Another article on Change’s website from August 2021 called for establishing “a culture of health IT security” and advising that “leaders must rally around data security as a corporate value.”

And a third article from November 2023 advised radiology departments to focus on cybersecurity because it’s “particularly vulnerable to cyberattacks, especially ransomware.” It advised clients to “establish security best practices” focused on a so-called “zero-trust framework,” which requires that no user is to be trusted by default and every instance of access needs to be verified. 

BlackCat bites back

Eric Hausman, a spokesman for UnitedHealth Group, did not respond to questions seeking clarifications on the published articles and why the company didn’t have basic standards despite offering advice on the matters to others. 

Witty told lawmakers that Change Healthcare’s compliance with standard cybersecurity practices couldn’t be verified prior to United buying Change. 

“Change Healthcare is a good example of a company that came into our organization with older technologies,” Witty told the Senate Finance Committee. Change was a “40-year-old company with many different technology generations within it.”
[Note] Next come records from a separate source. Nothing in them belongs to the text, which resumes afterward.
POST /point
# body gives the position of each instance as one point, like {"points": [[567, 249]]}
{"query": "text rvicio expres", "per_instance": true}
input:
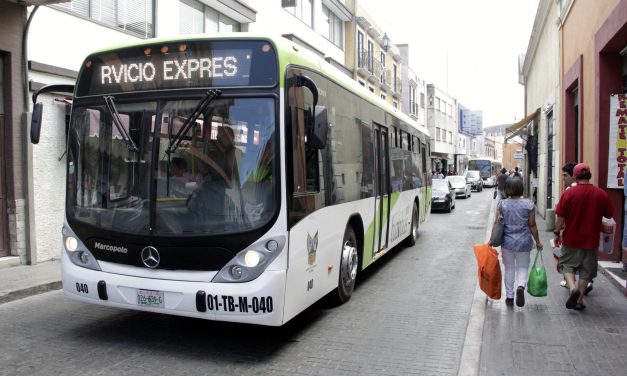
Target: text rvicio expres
{"points": [[170, 70]]}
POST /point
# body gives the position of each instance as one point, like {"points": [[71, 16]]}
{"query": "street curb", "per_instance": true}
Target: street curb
{"points": [[471, 352], [30, 291], [613, 280]]}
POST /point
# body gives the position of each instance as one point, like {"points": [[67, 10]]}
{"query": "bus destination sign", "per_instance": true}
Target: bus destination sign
{"points": [[192, 65]]}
Although UnitedHealth Group paid $13 billion in the deal, Witty told lawmakers the cybersecurity practices at Change were “very typical of many small to medium-sized organizations in our health care environment.”   

The BlackCat group had already drawn the attention of law enforcement. In December, the Justice Department announced that the FBI had taken electronic control of some of the group’s computers and several websites, helping as many as 500 victim organizations restore functions without having to pay a ransom.  
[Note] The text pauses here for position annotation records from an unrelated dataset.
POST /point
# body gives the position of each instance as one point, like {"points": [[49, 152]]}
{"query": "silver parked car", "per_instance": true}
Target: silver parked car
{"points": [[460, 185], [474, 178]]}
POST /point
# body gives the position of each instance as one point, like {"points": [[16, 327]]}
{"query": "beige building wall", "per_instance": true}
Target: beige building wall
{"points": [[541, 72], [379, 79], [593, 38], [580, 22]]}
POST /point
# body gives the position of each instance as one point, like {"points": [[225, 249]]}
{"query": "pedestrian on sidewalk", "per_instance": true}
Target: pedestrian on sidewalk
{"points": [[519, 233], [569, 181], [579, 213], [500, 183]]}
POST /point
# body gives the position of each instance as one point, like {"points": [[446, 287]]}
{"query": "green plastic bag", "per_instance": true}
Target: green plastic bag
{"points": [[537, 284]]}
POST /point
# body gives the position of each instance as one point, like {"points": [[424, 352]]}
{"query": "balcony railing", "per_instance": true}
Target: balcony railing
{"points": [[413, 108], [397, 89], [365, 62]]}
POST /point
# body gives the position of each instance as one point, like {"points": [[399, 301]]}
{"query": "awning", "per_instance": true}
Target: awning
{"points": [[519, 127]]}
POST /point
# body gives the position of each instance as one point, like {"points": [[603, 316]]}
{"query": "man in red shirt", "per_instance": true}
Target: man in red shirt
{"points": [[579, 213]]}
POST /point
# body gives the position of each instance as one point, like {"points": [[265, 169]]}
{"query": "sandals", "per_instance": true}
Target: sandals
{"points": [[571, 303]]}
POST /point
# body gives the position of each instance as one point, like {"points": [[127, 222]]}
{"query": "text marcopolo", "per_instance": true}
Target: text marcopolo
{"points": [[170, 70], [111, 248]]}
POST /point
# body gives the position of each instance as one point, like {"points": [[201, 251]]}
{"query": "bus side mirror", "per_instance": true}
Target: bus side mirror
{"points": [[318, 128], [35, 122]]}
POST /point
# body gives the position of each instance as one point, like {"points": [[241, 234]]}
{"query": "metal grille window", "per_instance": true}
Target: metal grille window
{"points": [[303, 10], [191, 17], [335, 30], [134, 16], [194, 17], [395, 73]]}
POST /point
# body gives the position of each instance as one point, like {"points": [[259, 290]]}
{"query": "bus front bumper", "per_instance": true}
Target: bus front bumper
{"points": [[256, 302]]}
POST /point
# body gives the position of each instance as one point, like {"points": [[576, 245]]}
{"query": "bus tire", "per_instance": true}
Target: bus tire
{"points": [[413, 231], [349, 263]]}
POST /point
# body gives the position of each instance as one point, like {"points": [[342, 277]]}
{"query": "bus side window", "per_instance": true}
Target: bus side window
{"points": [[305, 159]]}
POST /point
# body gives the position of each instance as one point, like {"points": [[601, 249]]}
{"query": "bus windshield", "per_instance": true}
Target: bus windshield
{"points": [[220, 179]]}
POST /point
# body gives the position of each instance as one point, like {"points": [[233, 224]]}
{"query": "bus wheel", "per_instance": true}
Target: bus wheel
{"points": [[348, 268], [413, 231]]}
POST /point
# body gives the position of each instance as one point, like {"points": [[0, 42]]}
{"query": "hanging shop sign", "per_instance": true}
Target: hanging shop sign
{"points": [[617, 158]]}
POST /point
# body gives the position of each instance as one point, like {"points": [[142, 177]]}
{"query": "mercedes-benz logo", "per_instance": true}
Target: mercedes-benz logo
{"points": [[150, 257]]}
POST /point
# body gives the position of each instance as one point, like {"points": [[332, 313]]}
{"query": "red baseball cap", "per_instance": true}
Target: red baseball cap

Over the past 18 months, BlackCat/ALPHV has emerged as the second most prolific ransomware-as-a-service variant in the world based on the hundreds of millions of dollars in ransoms paid by victims around the world, the Justice Department said in the December statement. The ransomware group is known by several names, including BlackCat, ALPHV and Noberus. 

Soon after the Justice Department’s action, SC Media, a group that provides information to cybersecurity professionals, reported that the BlackCat group had regained access to some of the computers seized by the FBI and had vowed to retaliate against the United States by targeting health care companies. 

In late February the Cybersecurity and Infrastructure Security Agency, along with the FBI and the Department of Health and Human Services, issued a warning that BlackCat had tweaked its tactics and was using sophisticated methods to obtain credentials from inside health care companies. 

SC Media reported that BlackCat attackers were posing as IT technicians and help desk staff to trick employees into giving up their credentials. 

Companies across the world have switched to multi-factor authentication, which requires a second step of verification that is typically available only to authorized employees, to prevent stolen credentials from being used by attackers. 

CISA warned in late February that the “healthcare sector has been the most commonly victimized,” adding that BlackCat attackers were encouraging other attackers and affiliates to go after U.S. hospitals and health care companies in retaliation for the FBI’s action last December. 

The attack on Change had already unfolded on Feb. 21, and it resulted in potentially millions of health records of Americans being stolen. 

Nearly 10 weeks after the attack, UnitedHealth CEO Witty told lawmakers the company has yet to identify how many individuals’ data was stolen and has yet to begin the process of notifying victims. 

Witty told the Senate Finance Committee that the stolen records included protected health and personally identifiable information and that it would take several more weeks before the company is able to notify Americans of the loss, although U.S. law requires health care companies to notify the public of such a breach within 60 days. 

“So as we sit here today, there are many patients who do not know their health care information has been compromised,” Sen. Catherine Cortez Masto, D-Nev., told Witty. “So they can’t put protections in place to protect themselves against identity theft.”